Hebrew University
Computer Science
DANSS Lab

Home

Network Gauge

Download

Usage

Metrics

Screenshots

 

 

 

 

 

 

The Metrics

In order to measure distances we use a combined form of several known metrics. These are divided to static and dynamic metrics. The static metrics are helpful since their computation time is short, and require no network connection or other kind of assistance. However, they give limited information, and usually only determine when the other node is very close. These methods are:

IP Address Difference
We take the length of the longest prefix shared between the two nodes IP addresses. The longer the shared prefix, the closer the nodes. Unfortunately, values under 8 or even 16 are usually not helpful, as the distribution of IP addresses is random around the globe. However, when the values are above 16, it means that the two nodes are in the same B class or C class sub-net. This indicates that the nodes are pretty close, usually in the same ISP or AS.
DNS Name Difference
he DNS names of the nodes are parsed to tokens. These token lists are compared to get the largest common suffix. for example, the node www.cs.huji.ac.il is parsed to {www, cs, huji, ac, il}. It has a common suffix of 2 with www.cs.tau.ac.il (the ac.il suffix) and a common suffix of 0 with www.cnn.com. The rationale behind this method is that close nodes have similar DNS names. Also, due to the country suffix used in all the countries (besides the United States) it is easy to determine if the nodes are close geographically.
Global domain names, such as .com, .net or .org pose a problem in this case, since they are popular and wanted around the world. Unlike country specific suffix, these suffixes give no indication whether the nodes are close when the common suffix is 1 (for example www.washingtonpost.com and www.nytimes.com has no relation, however www.w3.org and validator.w3.org located very close (their IP addresses are 128.30.52.25 and 128.30.52.13 respectively). This characteristic demands special treatment by the measuring code. Our solution was to convert a distance of 1 between two names that ends with .com, .net or .org to 0, as if there was no relation at all. The one exception here is the .edu suffix, unique to universities in the United States, so that the distance between www.stanford.edu and www.mit.edu is 1.
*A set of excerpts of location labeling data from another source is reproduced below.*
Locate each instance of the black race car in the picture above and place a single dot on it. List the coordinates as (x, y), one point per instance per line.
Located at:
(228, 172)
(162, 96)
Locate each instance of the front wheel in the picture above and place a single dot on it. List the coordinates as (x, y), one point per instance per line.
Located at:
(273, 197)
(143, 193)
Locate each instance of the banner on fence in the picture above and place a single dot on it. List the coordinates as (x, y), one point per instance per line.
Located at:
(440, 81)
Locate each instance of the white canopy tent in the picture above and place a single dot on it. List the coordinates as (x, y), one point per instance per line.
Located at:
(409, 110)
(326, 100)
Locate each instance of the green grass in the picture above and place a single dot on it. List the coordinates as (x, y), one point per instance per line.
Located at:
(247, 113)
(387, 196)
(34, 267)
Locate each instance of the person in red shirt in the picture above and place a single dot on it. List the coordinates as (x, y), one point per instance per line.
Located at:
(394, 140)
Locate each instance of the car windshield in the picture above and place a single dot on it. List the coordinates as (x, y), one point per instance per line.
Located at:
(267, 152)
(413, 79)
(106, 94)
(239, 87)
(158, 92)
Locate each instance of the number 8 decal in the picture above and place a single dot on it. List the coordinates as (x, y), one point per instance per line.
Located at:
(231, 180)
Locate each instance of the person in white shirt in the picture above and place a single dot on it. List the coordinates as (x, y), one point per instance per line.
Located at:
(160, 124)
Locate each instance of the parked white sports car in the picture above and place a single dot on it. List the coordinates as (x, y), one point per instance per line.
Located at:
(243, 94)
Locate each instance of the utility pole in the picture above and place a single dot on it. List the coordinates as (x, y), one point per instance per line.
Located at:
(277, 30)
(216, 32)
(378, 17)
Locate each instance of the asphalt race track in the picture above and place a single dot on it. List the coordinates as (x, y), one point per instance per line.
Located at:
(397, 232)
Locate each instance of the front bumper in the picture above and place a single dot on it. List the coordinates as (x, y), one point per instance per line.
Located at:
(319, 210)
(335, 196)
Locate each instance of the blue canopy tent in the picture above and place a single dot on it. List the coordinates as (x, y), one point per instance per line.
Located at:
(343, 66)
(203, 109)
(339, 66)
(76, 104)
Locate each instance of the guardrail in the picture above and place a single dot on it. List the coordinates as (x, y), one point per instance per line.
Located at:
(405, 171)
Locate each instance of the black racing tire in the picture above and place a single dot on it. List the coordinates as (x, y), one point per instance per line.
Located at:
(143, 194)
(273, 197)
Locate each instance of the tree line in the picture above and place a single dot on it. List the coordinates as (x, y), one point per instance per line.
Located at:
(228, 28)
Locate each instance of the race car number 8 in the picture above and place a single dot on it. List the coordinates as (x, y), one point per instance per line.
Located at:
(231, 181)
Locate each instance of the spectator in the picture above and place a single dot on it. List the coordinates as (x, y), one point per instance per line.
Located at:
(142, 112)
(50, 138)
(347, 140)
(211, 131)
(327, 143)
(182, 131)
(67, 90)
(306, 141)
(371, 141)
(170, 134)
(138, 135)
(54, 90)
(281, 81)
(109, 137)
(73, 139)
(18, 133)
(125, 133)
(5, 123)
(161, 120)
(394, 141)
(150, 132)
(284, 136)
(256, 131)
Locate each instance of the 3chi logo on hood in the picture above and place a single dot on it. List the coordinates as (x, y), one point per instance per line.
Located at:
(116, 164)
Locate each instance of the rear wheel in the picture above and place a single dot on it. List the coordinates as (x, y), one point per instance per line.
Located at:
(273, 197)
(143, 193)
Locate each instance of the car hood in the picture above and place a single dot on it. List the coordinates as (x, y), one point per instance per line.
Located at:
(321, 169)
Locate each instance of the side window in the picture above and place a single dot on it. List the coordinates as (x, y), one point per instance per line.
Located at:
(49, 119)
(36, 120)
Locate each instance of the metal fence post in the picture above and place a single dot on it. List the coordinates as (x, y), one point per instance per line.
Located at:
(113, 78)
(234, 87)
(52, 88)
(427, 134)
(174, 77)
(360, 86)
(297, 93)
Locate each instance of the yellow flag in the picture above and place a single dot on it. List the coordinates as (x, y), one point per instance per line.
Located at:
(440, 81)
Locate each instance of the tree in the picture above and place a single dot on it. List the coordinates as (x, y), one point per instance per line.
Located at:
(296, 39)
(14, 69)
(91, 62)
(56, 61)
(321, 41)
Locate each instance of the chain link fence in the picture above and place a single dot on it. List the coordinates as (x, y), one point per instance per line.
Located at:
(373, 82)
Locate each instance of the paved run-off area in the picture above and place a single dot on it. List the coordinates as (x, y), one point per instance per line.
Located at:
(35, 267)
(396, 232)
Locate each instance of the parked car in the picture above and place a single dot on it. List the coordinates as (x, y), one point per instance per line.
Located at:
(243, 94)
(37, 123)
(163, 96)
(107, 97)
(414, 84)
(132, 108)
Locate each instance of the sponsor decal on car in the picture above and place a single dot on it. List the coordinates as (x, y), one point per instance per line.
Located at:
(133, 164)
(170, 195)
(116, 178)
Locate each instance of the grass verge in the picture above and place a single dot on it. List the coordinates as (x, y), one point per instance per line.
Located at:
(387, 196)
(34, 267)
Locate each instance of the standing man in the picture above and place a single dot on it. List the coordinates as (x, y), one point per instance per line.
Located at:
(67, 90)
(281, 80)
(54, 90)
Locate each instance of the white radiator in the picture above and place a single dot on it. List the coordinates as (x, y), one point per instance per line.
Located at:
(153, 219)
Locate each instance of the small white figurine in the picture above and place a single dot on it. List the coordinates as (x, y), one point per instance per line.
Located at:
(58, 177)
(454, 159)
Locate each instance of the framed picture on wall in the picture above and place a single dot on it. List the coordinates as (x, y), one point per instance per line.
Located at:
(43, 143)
Using this metrics can be used to determine whether two nodes are in the same organization (which is generally very good, communication wise) or located in the same country which is good from our locality aware perspective.

The dynamic metrics are divided to two types. The first exploits network resources alone, and needs no cooperation from the other node. This group includes the following metrics:

Ping / Latency
Ping is a small program used to check the availability of another node in the network. It returns the time in milliseconds of the round trip time (RTT) of an ICMP message sent to the other node. A smaller value indicates better connection to the other host.
We have found that ping has one major drawback when experimenting in the Planet-Lab environment. Ping is used to perform distributed denial of service (DDoS) attacks on Internet hosts, and therefore it is blocked by some firewalls. The naive user might think that the other host is unavailable, as the ping fails, but normal TCP connections usually work fine. This has forced us to consider alternative ways for latency measurements, as described below.
Number of Hops
Using the traceroute program, we are able to determine the number of hops a TCP or UDP packet has to pass until it reaches the other node. This can give us an indication where a connection might be faster, since it travels through a smaller number of routers.
Number of Autonomous Systems
The Internet is divided to autonomous systems (AS), each is a collection of several IP networks under control of a single entity, typically an Internet Service Provider (ISP) or alike. Connection inside an autonomous system are usually faster than connections that span over several autonomous systems, so measuring only number of hops can be sometimes misleading. To overcome this, we also measure the number of autonomous systems separating between the hosts. We take the output of the number of hops measure, and associate each hop with its AS. Doing so gives us a list of AS instead of IP addresses. We then check how many times there are changes on the list and this gives us the number of AS the packets go through.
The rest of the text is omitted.